ですが、年齢を重ねるにつれて確実に卵子は減っていきますので、AMHを調べることで、卵巣予備能、つまり原始卵胞がどのくらい卵巣に残っているのかを知ることができるのです。
●AMHが注目されている理由とは?
卵巣予備能を知るマーカーは他にもありますが、AMHが重宝されているのには理由があります。
それは、まず月経周期による影響を受けにくいという特徴があるからです。
また、血液検査で測ることができるので、測定者によってバラつくことがないというのも大きな利点であり、広く普及しているのはこのためです。
一方、測定誤差が大きいということも指摘されていますが、これについては改善されつつあります。
●AMH値からわかること
AMHを測定する意味はわかりましたが、実際に測ってみるとどのようなことがわかるのでしょうか。
そもそも、AMH値は個人差が大きいので、一概に基準値のようなものを決めることは難しいものです。20代や30代前半だからといってAMH値が高いとは限りませんし、40代であっても低いとは言えません。

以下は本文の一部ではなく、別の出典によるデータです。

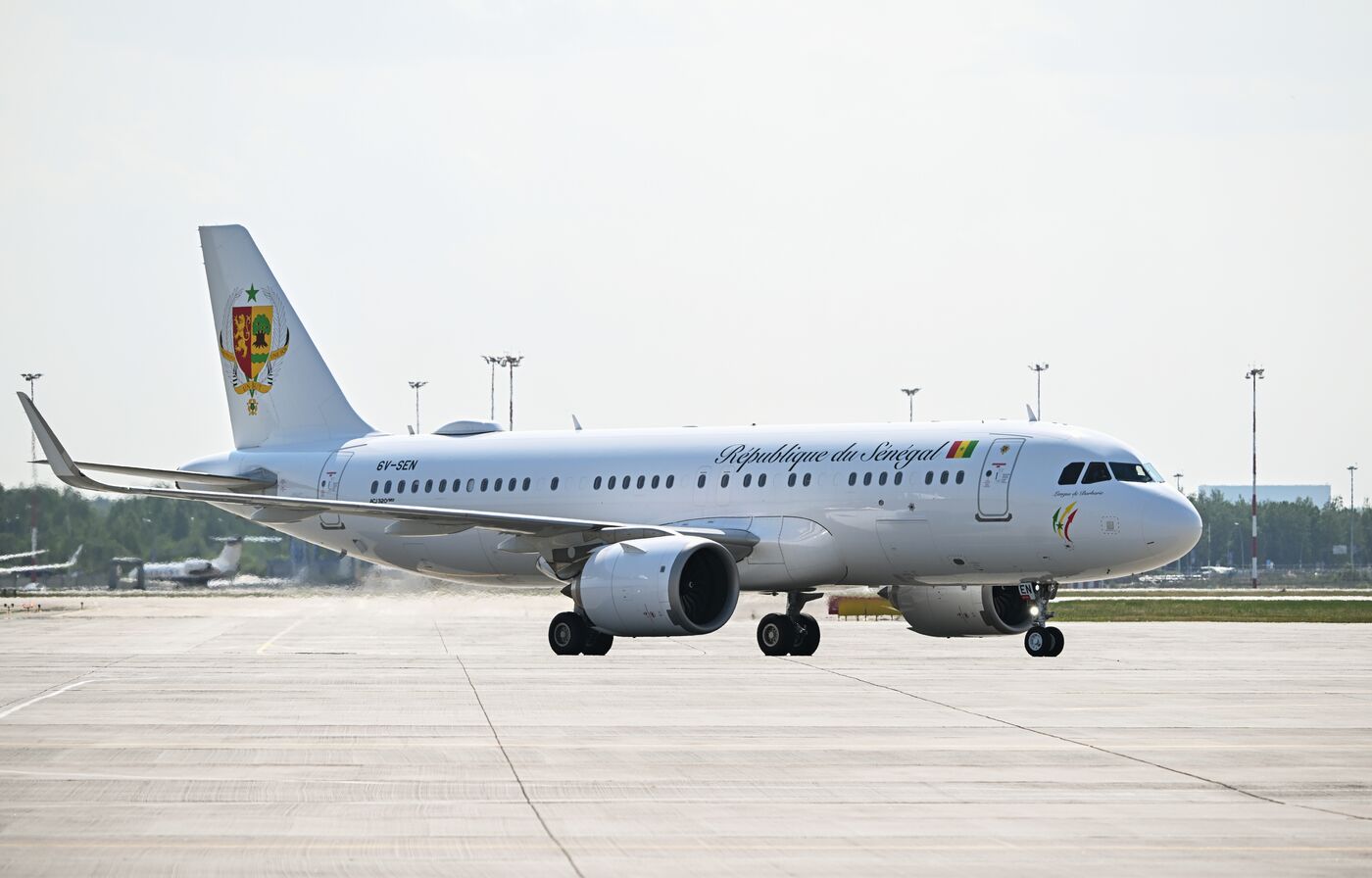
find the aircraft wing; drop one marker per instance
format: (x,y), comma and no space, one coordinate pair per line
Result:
(542,534)
(23,555)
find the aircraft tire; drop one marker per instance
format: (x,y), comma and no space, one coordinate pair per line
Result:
(597,642)
(807,637)
(1056,642)
(1038,642)
(775,634)
(566,634)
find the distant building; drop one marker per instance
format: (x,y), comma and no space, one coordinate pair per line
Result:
(1317,494)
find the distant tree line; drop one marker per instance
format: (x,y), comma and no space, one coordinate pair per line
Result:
(1290,534)
(146,527)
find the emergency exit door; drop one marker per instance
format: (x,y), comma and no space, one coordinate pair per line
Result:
(329,480)
(994,486)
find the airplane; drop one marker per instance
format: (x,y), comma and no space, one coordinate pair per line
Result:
(34,571)
(31,553)
(199,571)
(967,527)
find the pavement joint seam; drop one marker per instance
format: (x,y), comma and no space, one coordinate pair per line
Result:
(1093,747)
(514,770)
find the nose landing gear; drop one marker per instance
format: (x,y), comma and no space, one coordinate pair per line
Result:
(569,635)
(793,633)
(1040,640)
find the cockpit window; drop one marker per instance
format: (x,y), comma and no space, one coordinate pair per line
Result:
(1070,473)
(1129,472)
(1095,472)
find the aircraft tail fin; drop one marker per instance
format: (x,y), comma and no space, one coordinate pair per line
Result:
(276,381)
(228,561)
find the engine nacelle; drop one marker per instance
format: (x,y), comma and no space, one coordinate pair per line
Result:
(960,610)
(662,586)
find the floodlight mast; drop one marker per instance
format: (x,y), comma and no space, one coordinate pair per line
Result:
(1039,367)
(911,391)
(1353,514)
(493,361)
(416,387)
(1254,374)
(31,377)
(512,360)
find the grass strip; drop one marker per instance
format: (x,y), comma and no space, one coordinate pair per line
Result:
(1125,610)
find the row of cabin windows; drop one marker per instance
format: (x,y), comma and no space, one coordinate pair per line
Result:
(472,486)
(655,482)
(1098,470)
(627,482)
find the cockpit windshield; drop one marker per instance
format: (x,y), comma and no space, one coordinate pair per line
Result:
(1129,472)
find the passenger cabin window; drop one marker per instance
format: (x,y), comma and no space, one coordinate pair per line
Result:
(1095,472)
(1072,472)
(1129,472)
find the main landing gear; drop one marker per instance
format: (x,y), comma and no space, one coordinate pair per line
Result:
(1040,640)
(793,633)
(569,635)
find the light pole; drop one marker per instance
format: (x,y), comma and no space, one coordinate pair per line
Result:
(1254,374)
(493,361)
(1039,369)
(511,360)
(416,387)
(31,377)
(1353,514)
(911,391)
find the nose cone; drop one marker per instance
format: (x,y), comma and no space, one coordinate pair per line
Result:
(1173,525)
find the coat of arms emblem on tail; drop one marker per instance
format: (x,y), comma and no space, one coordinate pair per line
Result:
(251,322)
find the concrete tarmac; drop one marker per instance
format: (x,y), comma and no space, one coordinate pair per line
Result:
(435,734)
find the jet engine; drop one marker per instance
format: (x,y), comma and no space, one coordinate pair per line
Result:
(662,586)
(960,610)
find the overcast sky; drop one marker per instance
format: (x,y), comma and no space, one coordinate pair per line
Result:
(706,213)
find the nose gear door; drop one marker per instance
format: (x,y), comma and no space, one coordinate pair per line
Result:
(994,486)
(329,480)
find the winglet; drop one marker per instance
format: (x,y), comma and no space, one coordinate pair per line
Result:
(62,463)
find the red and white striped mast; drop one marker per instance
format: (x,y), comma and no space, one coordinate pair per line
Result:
(1254,374)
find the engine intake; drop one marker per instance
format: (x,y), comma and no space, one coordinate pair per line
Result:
(960,610)
(662,586)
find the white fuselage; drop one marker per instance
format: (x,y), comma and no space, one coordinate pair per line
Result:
(868,504)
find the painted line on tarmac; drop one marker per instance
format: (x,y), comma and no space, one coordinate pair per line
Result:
(51,695)
(280,634)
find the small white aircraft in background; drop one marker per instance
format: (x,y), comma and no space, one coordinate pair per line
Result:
(38,569)
(201,571)
(969,525)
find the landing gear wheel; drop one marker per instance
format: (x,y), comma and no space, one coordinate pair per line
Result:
(597,644)
(807,635)
(566,634)
(1056,642)
(1038,642)
(775,634)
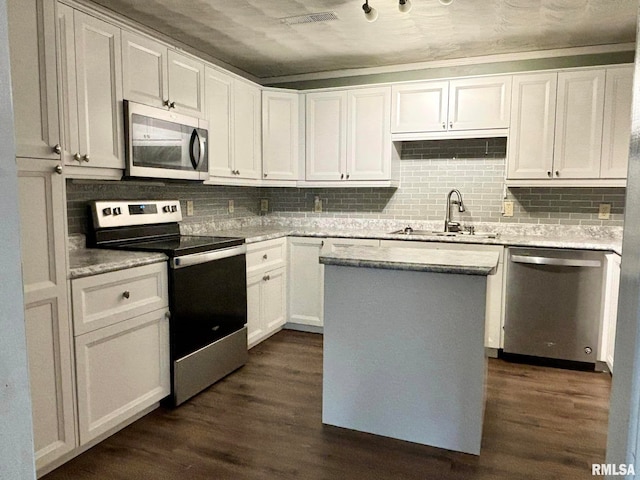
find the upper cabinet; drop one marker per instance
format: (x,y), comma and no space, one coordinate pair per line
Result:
(557,126)
(233,110)
(348,135)
(91,78)
(155,75)
(448,106)
(280,126)
(33,76)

また、AMH値は妊孕性を示すものではないということも念頭に置いておくべきです。
もし、あなたがAMH値を測定した結果、ゼロに近かったからといって妊娠できないのではないか、と悲観的になる必要はありません。値が低かったとしても妊娠する方はいらっしゃいます。大切なことは、あとどのくらい治療に費やすことができる時間があるのかを知り、機会を逃さないということです。

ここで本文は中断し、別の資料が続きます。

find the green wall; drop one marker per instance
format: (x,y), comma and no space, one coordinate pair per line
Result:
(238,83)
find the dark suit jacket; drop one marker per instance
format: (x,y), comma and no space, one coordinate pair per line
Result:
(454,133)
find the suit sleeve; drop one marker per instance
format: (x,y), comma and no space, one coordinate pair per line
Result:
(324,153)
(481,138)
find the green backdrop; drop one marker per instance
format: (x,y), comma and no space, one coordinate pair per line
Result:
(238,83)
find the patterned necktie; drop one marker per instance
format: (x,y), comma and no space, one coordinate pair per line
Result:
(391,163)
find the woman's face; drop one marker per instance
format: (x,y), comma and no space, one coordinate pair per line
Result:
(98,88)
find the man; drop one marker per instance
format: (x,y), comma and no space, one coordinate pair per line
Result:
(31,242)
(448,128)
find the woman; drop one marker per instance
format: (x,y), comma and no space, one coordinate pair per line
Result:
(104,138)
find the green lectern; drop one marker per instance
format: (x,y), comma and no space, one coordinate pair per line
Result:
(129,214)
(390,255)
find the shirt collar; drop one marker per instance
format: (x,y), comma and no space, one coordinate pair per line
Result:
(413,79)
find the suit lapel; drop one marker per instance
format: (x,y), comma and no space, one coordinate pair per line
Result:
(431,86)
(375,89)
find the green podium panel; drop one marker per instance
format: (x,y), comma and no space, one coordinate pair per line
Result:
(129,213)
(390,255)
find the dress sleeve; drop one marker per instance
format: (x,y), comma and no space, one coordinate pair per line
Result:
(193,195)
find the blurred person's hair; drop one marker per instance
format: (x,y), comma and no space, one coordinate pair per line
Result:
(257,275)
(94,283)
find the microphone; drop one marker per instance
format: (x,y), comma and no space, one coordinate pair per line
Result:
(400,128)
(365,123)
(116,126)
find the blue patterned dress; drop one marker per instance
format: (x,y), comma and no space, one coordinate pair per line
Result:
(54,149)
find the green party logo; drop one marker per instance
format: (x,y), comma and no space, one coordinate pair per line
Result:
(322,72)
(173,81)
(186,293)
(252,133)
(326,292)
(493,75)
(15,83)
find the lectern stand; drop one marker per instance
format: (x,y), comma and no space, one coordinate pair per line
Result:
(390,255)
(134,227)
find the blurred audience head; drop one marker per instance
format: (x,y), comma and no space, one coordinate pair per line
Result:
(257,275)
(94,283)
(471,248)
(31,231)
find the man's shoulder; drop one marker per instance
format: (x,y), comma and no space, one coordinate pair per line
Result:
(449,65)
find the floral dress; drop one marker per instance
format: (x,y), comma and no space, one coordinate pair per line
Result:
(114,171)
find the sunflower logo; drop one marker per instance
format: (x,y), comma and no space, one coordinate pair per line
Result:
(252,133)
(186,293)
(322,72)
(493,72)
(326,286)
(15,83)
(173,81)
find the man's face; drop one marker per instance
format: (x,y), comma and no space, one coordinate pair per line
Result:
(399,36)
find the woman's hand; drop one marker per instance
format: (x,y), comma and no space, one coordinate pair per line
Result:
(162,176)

では、AMH値は高いほうがいいのかというと、そうでもありません。
発育過程にある卵胞が多すぎると多嚢胞性卵巣症候群(PCOS)を引き起こしてしまうこともあり、これも不妊の原因となってしまうので注意が必要です。
不妊治療にとって重要な指標となるAMHですが、大切なことは結果だけに振り回されるのではなく、受け入れた上でこれからの治療について医師とよく話し合うことです。治療できる期間は無限ではありません。これを読んでいる方々には、それを踏まえ上で、ご自身が納得ができる不妊治療生活を送って欲しいと思っています。